Location
- Peachgrove Road, Hamilton, New Zealand Hamilton, New Zealand
- Coordinates: 37°47′04″S 175°17′58″E﻿ / ﻿37.7844°S 175.2994°E

Information
- Type: State Co-educational Intermediate
- Motto: Tuatahi, kia marama ki te manaaki (First Learn To Serve)
- Founded: 1957
- Ministry of Education Institution no.: 1892
- Principal: Aaron West
- Years offered: 7-8
- Socio-economic decile: 5 (10 is highest)
- Website: www.peachgrove.school.nz

= Peachgrove Intermediate =

Peachgrove Intermediate School is a school in Hamilton, New Zealand. It caters for a diverse range of students, mostly from the Hamilton East/Fairfield community. The roll fluctuates between 500-700 students from year to year.

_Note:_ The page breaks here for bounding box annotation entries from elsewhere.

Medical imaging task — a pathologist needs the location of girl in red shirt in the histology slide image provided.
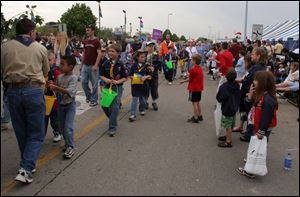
[180,54,204,123]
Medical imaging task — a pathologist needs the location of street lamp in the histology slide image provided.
[168,13,173,33]
[138,16,142,36]
[123,10,127,33]
[26,5,37,22]
[129,23,132,37]
[244,1,248,44]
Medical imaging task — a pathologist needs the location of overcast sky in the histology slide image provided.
[1,1,299,38]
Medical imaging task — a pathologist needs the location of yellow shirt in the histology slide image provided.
[1,40,49,84]
[274,43,283,54]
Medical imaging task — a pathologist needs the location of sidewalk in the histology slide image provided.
[1,72,299,195]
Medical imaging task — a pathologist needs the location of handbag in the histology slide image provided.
[244,136,268,176]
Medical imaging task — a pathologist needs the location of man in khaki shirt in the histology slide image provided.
[1,18,49,183]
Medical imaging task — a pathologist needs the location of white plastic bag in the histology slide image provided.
[244,136,268,176]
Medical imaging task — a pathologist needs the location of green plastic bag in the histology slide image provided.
[166,61,173,69]
[101,87,118,107]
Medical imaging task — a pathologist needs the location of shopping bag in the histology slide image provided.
[166,61,173,69]
[45,95,56,116]
[214,103,224,137]
[101,86,118,107]
[131,73,144,85]
[244,136,268,176]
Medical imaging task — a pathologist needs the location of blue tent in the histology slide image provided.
[262,18,299,41]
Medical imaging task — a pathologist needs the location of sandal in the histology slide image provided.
[237,168,255,179]
[218,142,232,148]
[218,136,226,142]
[232,128,244,133]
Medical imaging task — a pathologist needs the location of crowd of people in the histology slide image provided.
[1,19,299,183]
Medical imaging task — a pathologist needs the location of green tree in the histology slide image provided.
[95,27,115,42]
[34,15,44,26]
[163,29,172,40]
[60,3,97,36]
[179,35,187,41]
[171,33,179,42]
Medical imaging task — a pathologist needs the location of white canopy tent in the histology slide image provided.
[262,18,299,41]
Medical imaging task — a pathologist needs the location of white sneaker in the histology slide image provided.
[15,168,33,183]
[53,134,62,143]
[1,123,9,131]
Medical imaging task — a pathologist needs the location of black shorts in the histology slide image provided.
[189,92,202,102]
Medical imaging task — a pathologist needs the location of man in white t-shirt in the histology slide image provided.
[185,40,198,70]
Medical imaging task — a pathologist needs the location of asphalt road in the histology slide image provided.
[1,67,299,196]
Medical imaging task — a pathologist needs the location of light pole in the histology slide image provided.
[138,16,142,36]
[97,1,102,39]
[26,5,37,22]
[244,1,248,44]
[168,13,173,33]
[123,10,127,34]
[129,23,132,37]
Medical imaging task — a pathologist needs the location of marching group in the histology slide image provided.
[1,19,299,183]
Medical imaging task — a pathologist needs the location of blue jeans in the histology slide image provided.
[1,95,10,123]
[102,86,123,132]
[81,65,99,103]
[131,96,147,116]
[45,109,60,135]
[58,101,76,148]
[7,87,46,172]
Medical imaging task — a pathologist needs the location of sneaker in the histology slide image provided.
[15,168,33,183]
[198,115,203,121]
[129,115,136,122]
[90,102,98,107]
[108,130,116,137]
[218,142,232,148]
[53,134,62,143]
[218,136,226,142]
[152,103,158,111]
[64,147,75,159]
[1,123,8,131]
[237,167,255,179]
[188,116,199,123]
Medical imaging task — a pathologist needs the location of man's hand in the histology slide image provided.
[49,84,58,91]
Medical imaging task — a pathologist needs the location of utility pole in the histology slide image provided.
[244,1,248,44]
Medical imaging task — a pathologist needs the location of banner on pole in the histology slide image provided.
[152,29,163,41]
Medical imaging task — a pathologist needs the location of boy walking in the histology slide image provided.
[217,68,241,148]
[180,54,204,123]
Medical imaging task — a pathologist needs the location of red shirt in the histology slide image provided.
[229,43,243,61]
[219,50,234,76]
[83,38,101,66]
[187,65,204,92]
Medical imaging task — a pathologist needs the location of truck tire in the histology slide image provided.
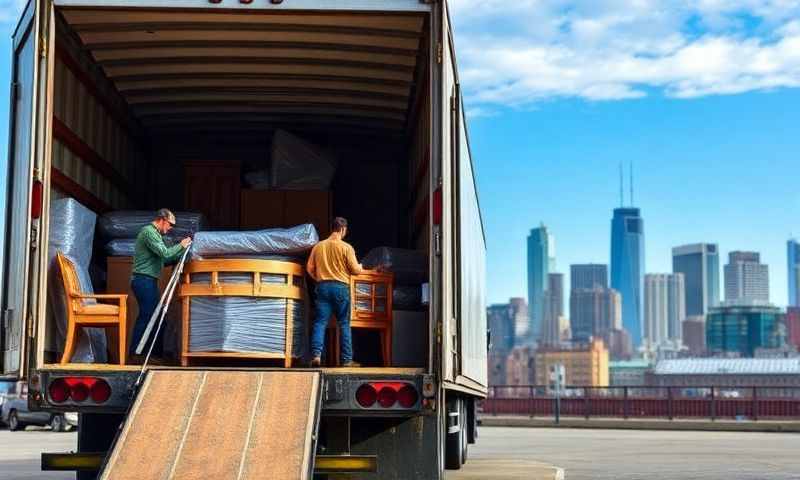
[8,410,25,432]
[444,397,466,470]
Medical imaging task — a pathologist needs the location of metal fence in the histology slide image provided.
[482,385,800,420]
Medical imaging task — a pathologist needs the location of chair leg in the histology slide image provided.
[61,322,78,365]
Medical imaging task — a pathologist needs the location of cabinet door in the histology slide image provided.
[184,162,242,230]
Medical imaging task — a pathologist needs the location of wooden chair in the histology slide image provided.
[56,252,128,365]
[328,270,394,367]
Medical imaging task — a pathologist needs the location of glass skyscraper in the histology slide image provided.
[786,239,800,307]
[672,243,720,316]
[611,208,645,347]
[528,225,555,341]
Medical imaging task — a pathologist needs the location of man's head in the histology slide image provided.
[153,208,175,235]
[333,217,347,238]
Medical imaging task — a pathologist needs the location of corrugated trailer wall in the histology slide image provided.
[52,16,150,213]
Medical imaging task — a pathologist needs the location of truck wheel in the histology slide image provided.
[50,414,67,432]
[8,410,25,432]
[444,398,466,470]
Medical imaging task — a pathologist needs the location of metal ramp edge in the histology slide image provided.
[100,370,322,480]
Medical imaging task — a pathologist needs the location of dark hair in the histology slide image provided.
[333,217,347,232]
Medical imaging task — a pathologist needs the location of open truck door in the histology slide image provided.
[0,0,52,377]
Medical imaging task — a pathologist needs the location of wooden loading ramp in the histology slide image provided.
[100,370,321,480]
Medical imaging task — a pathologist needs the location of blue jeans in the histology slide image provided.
[311,281,353,363]
[128,275,164,357]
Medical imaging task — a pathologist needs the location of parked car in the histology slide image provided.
[0,382,78,432]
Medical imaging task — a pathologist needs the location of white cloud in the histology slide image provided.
[451,0,800,104]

Aaron West is the principal, supported by Helen Te Kiri, deputy principal, and Davina Parangi-Brown, assistant principal. The school is divided into four mountain group syndicates: Kakepuku, Maungatautari, Pirongia, and Karioi, all of which are local maunga (Te Reo/Maori language for 'mountain').

== History ==
The school was opened to pupils in February 1957. Initially the school was incomplete, with the main hall to be completed and all of the playing fields to be laid. In addition to the usual academic subjects, (English, Maths, Social Studies etc.) the school had fully equipped workshops for home economics (cooking) and woodwork (boys only). 2007 saw Peachgrove celebrate its 50th jubilee, which was well attended by many of the early pupils.

== Academic ==
Peachgrove provides a diverse programme, including a bi-lingual unit which teaches te reo Maori, Gifted and Talented and standard classrooms. Peachgrove provides specialist technology, music and arts programmes.

== Sport ==
Peachgrove prides itself in having a very strong sporting programme, with teams winning in local competition in rugby, soccer, hockey, and basketball. Students enjoy annual opportunities for international travel to such destinations as Fiji, Rarotonga, New Caledonia, and Japan.